1 files changed, 143 insertions, 57 deletions
diff --git a/src/gallium/drivers/freedreno/freedreno_batch.h b/src/gallium/drivers/freedreno/freedreno_batch.h
index 6123016f759..b419d8ec690 100644
--- a/src/gallium/drivers/freedreno/freedreno_batch.h
+++ b/src/gallium/drivers/freedreno/freedreno_batch.h
@@ -28,7 +28,6 @@
 #define FREEDRENO_BATCH_H_
 
 #include "util/list.h"
-#include "util/set.h"
 #include "util/simple_mtx.h"
 #include "util/u_inlines.h"
 #include "util/u_queue.h"
@@ -46,7 +45,53 @@ struct fd_resource;
 struct fd_batch_key;
 struct fd_batch_result;
 
-/* A batch tracks everything about a cmdstream batch/submit, including the
+/**
+ * A subpass is a fragment of a batch potentially starting with a clear.

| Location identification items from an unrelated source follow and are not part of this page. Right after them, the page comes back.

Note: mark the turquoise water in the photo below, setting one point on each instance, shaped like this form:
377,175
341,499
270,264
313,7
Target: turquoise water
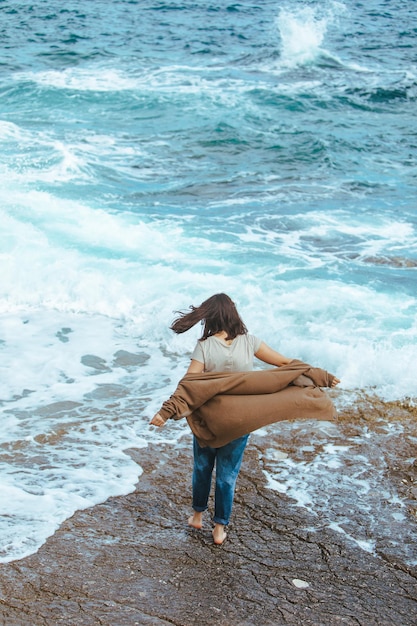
153,153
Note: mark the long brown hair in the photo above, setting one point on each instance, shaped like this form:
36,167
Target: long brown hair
218,313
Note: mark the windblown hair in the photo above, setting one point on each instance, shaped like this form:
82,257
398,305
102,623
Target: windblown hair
218,313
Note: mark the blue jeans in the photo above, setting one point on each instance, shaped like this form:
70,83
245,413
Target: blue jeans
228,460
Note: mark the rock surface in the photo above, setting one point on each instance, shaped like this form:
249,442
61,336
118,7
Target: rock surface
133,560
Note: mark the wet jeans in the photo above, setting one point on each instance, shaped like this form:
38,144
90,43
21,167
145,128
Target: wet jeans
228,460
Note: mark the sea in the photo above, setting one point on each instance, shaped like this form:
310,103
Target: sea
156,152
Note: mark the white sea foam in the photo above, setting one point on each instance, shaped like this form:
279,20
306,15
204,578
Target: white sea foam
302,30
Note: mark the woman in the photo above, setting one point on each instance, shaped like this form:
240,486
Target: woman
225,346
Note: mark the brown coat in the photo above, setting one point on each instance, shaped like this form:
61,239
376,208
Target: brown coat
220,406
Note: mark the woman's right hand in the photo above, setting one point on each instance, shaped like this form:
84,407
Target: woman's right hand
157,420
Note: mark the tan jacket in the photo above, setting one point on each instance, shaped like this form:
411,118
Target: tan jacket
220,407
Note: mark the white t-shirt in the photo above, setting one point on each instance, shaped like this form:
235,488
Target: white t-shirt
218,356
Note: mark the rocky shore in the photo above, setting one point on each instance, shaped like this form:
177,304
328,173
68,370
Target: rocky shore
133,560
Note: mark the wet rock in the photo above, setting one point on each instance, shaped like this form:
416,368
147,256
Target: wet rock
133,560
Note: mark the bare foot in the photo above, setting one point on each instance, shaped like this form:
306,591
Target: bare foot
219,534
196,520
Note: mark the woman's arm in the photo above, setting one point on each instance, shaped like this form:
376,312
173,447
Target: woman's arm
195,367
268,355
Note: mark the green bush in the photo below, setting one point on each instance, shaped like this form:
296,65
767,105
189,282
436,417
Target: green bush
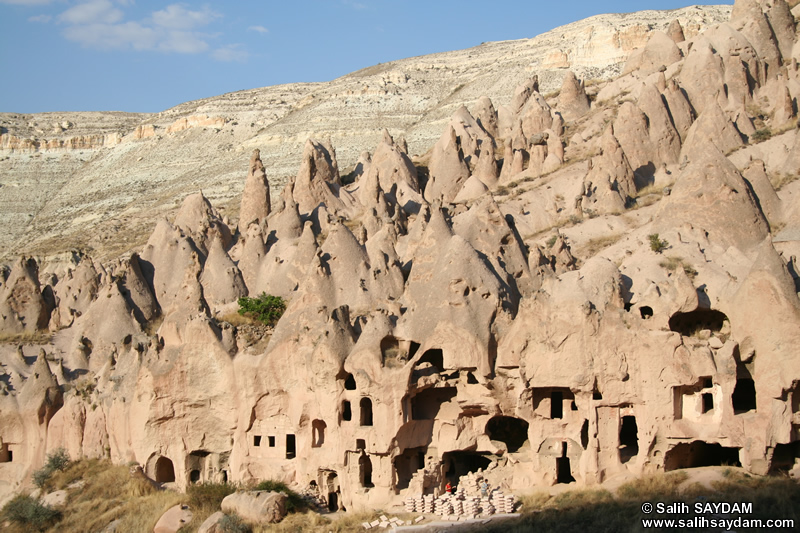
761,135
295,501
656,244
208,495
29,513
57,460
232,523
266,308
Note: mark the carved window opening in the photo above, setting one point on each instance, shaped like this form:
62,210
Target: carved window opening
628,439
366,412
563,469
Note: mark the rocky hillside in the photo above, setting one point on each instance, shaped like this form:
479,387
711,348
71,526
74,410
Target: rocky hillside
578,285
100,180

+ * If the app does a mid-batch clear, that clear and subsequent draws
+ * can be split out into another sub-pass.  At gmem time, the appropriate
+ * sysmem or gmem clears can be interleaved with the CP_INDIRECT_BUFFER
+ * to the subpass's draw cmdstream.
+ *
+ * For depth clears, a replacement LRZ buffer can be allocated (clear
+ * still inserted into the prologue cmdstream since it needs be executed
+ * even in sysmem or if we aren't binning, since later batches could
+ * depend in the LRZ state).  The alternative would be to invalidate
+ * LRZ for draws after the start of the new subpass.
+ */
+struct fd_batch_subpass {
+   struct list_head node;
+
+   /** draw pass cmdstream: */
+   struct fd_ringbuffer *draw;
+
+   /** for the gmem code to stash per tile per subpass clears */
+   struct fd_ringbuffer *subpass_clears;
+
+   BITMASK_ENUM(fd_buffer_mask) fast_cleared;
+
+   union pipe_color_union clear_color[MAX_RENDER_TARGETS];
+   double clear_depth;
+   unsigned clear_stencil;
+
+   /**
+    * The number of draws emitted to this subpass.  If it is greater than
+    * zero, a clear triggers creating a new subpass (because clears must
+    * always come at the start of a subpass).
+    */
+   unsigned num_draws;
+
+   /**
+    * If a subpass starts with a LRZ clear, it gets a new LRZ buffer.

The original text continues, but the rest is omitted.